Some alternatives to the Poisson distribution

One important characteristic of the Poisson distribution is that both its expectation and the variance equals parameter \(\lambda\). A consequence of this is that when we use the Poisson distribution, for example in a Poisson regression, we have to assume that the variance equals the expected value.

The equality assumption may of course not hold in practice and there are two ways in which this assumption can be wrong. Either the variance is less than the expectation or it is greater than the expectation. This is called under- and overdispersion, respectively. When the equality assumption holds, it is called equidispersion.

There are two main consequences if the assumption does not hold: The first is that standard errors of the parameter estimates, which are based on the Poisson, are wrong. This could lead to wrong conclusions when doing inference. The other consequence happens when you use the Poisson to make predictions, for example how many goals a football team will score. The probabilities assigned to each number of goals to be scored will be inaccurate.
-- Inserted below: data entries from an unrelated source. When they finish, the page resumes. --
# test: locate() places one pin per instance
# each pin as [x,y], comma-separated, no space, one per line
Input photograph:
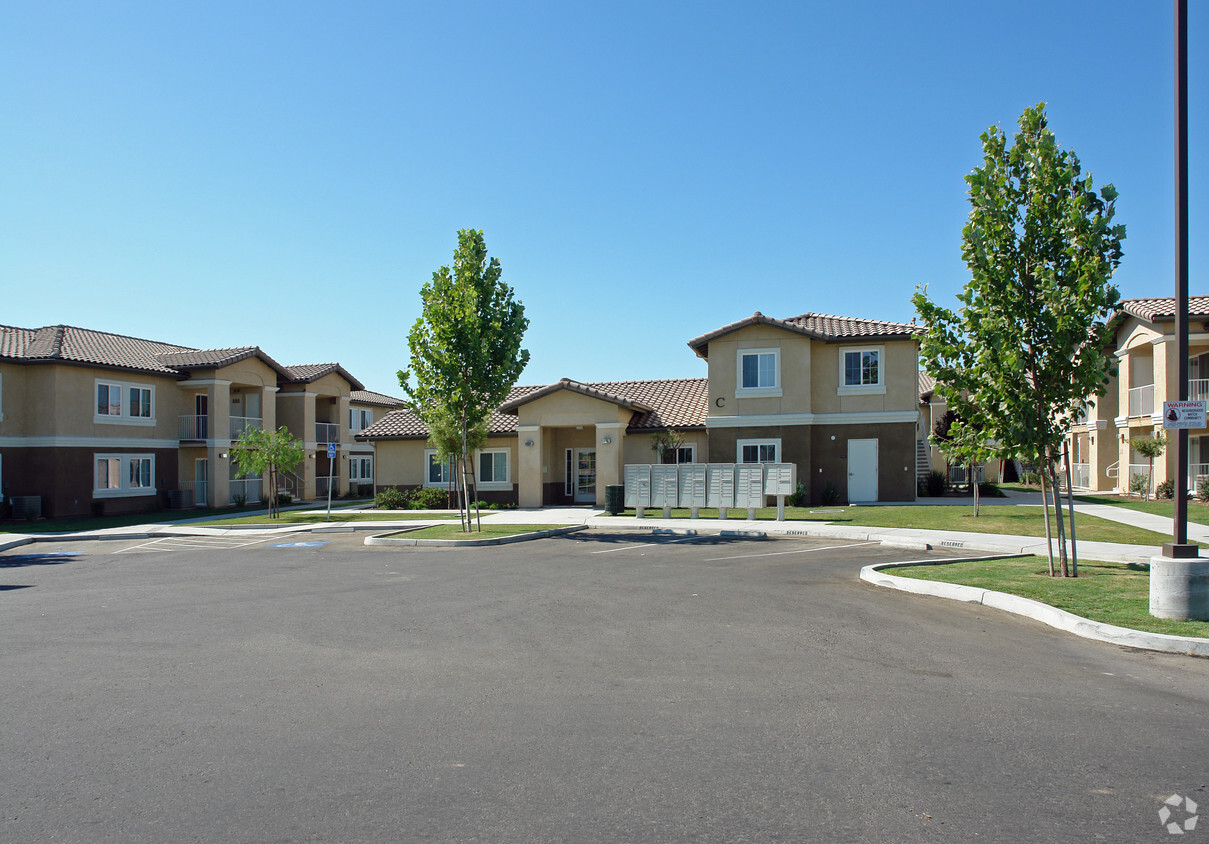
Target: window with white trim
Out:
[437,472]
[684,454]
[360,469]
[116,475]
[758,373]
[359,418]
[493,467]
[120,402]
[861,370]
[758,451]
(Under- and overdispersion should not be confused with heteroscedasticity in ordinary linear regression. Poisson regression models are naturally heteroscedastic because of the variance-expectation equality. Dispersion refers to what relationship there is between the variance and the expected value, in other words what form the heteroscedasticity takes.)

When it comes to modeling and predicting football results using the Poisson, a good thing would be if the data were actually underdispersed. That would mean that the probabilities for the predicted number of goals scored would be higher around the expectation, and it would be possible to make more precise predictions. The increase in precision would be greatest for the best teams. Even if the data were really overdispersed, we would still get probabilities that more accurately reflect the observed number of goals, although the predictions would be less precise.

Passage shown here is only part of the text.